Dinlere verilen değerin azalmasının, iddia edildiği üzere, barışa sebep olmadığı insanlığı kana bulayan her iki dünya savaşından da anlaşılmıştır; çünkü bu dönemlerde bilhassa Batılılar eskisi gibi dindar değillerdi ve emsali görülmemiş kıyımlara sebep olan bu iki savaşın sebeplerinin din olmadığı herkesin bildiği bir gerçektir. Aslında din bizatihi kesinlikle savaş unsuru değildir.; ya iyi algılanmamasından, yahut emperyalist emellere âlet edilmesinden dolayı savaş unsuru olarak görünmektedir. Hıristiyan olmasını teklif eden Fransız misyonerlerine Siyam Kralı’nın şu cevabı verdiği rivayet edilmektedir: “Tanrı bütün dünyada tek bir dinin hâkim olmasını isteseydi, bunu kolayca yapabilirdi; ama o birbirinden farklı pek çok dinlere müsamaha gösterdiğine göre anlaşılıyor ki her biri kendi yolunda ibadet eden çok sayıda kullarının varlığından gayet memnundur.” Bu sözler gerçek dindarlar gibi, ona teklifte bulunan misyonerleri de düşündürmüş olmalıdır; çünkü Siyam Kralı’na bir şey yapmak için güçleri yoktu. Ama misyonerlerin üç yüz yıl sonra emperyalist hırslarla gelen torunları ellerindeki ateşli silahlarla kendilerini Tanrı’nın yerine koyarak çeşitlilikten değil, yeknesaklıktan hoşlandıklarını ispat ettiler. Mütedeyyin bir Müslüman olan El-Biruni’nin de “Potanjali” tercümesinin önsözüne yazdıkları Siyan Kralı’nın söylediklerinden farklı değildi: “İnsanların fikir ve inanışları türlü türlüdür ve cihanın mamurluğu da bu inanışların çeşitliliğine bağlıdır.”

İlim duyu organlarıyla kavranabilen, din ise sezgi veya vahiy yoluyla edinilen bilgilerin kaynağıdır. Konuları da farklıdır. İlim doğruluğu veya yanlışlığı araştırılabilen hipotezlerle meşgul olur. Meselâ kâinatı Allah’ın yarattığına inanmakla, bir patlamayla oluştuğuna inanmanın arsında bugün sahip olduğumuz ilmin mantığı bakımından bir fark yoktur.
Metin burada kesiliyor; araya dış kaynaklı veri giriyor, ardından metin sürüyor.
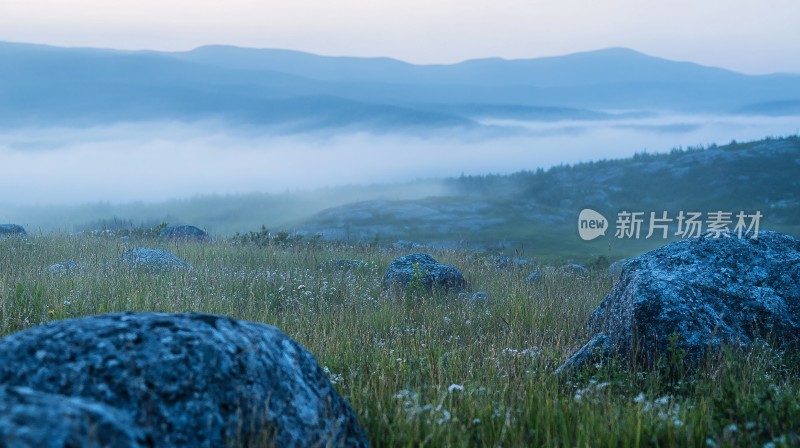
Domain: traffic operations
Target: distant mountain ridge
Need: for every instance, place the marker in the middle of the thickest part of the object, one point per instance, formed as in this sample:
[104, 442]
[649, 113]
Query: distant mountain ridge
[293, 91]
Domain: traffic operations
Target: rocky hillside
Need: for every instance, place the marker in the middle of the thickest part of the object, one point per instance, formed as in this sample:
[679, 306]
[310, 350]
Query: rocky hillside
[541, 208]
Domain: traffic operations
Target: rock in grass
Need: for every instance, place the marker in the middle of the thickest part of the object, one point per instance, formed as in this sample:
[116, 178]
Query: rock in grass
[477, 296]
[434, 275]
[573, 269]
[34, 419]
[185, 233]
[62, 268]
[12, 230]
[698, 295]
[343, 265]
[153, 259]
[187, 379]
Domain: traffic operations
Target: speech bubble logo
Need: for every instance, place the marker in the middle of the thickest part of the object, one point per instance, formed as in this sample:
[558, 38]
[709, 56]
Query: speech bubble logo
[591, 224]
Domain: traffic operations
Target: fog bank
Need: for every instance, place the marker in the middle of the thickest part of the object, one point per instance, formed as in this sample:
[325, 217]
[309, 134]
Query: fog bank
[159, 161]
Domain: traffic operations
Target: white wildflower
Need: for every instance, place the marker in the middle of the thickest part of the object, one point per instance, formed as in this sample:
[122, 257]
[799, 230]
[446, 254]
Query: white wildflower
[453, 387]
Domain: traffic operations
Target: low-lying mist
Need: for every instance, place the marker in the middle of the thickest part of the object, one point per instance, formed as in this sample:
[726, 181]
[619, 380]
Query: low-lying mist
[158, 161]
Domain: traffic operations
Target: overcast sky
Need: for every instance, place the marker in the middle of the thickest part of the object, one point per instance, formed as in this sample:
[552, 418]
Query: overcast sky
[751, 36]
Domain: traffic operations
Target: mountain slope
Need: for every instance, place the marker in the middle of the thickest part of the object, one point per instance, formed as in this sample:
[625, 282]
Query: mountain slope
[540, 209]
[299, 92]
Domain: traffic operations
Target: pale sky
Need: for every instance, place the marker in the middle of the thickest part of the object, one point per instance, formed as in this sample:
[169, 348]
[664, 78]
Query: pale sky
[751, 36]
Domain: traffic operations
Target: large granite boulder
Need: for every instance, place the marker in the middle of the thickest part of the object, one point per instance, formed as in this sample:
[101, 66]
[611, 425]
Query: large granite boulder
[185, 233]
[615, 269]
[12, 230]
[187, 379]
[153, 259]
[34, 419]
[434, 275]
[698, 295]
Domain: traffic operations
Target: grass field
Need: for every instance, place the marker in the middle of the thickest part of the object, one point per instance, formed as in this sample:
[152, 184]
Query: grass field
[425, 370]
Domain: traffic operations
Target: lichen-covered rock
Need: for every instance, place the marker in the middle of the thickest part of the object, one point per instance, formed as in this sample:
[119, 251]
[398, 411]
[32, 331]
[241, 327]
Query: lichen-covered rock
[62, 268]
[615, 269]
[434, 275]
[186, 233]
[534, 277]
[12, 230]
[698, 295]
[187, 379]
[34, 419]
[153, 259]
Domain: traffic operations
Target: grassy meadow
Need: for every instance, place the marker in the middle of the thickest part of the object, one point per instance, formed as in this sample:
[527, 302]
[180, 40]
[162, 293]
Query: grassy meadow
[422, 369]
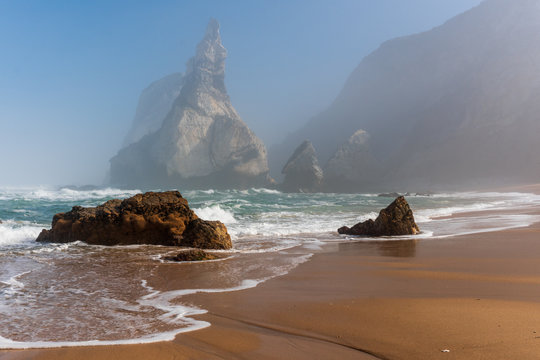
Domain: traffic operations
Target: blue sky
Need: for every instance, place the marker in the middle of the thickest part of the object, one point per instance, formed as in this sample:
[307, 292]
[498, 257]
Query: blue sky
[71, 71]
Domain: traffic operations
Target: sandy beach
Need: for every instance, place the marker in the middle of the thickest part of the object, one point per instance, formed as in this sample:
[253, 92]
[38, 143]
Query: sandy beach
[467, 297]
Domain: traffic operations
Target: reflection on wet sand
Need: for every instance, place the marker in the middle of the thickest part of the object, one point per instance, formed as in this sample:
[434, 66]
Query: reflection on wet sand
[390, 248]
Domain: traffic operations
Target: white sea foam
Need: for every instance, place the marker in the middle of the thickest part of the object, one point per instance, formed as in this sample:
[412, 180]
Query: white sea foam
[216, 212]
[173, 313]
[64, 194]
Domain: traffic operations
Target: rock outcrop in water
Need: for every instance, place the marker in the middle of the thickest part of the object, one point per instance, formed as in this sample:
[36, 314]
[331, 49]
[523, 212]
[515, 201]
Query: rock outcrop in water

Her iki iddia da doruluğu veya yanlışlığı araştırılamayan birer inançtır. Yalnız birisi vahiy, diğeri materyalist kaynaklıdır.

İlim dine ait hususları konu edinirse, özelliğini yitirir, ilim olmaktan çıkar. Aynı husus din için de geçerlidir. Bunun içindir ki Marksizm gibi ideolojiler, duyu organlarımızla kavrayamayacağımız konuları da ilmin sahasına dahil ettiklerinden ilmîlik sıfatını yitirmiş, din olmak iddiasında bulunmasalar bile, öyle bir sıfata bürünmüş, dinin yerine geçmişlerdir. İlme dair konular sınanabilir, denenebilir hususlardır. İlimler de bir noktadan sonra postulatlara dayanır; ama elde ettikleri deneye tâbi tutulabilir.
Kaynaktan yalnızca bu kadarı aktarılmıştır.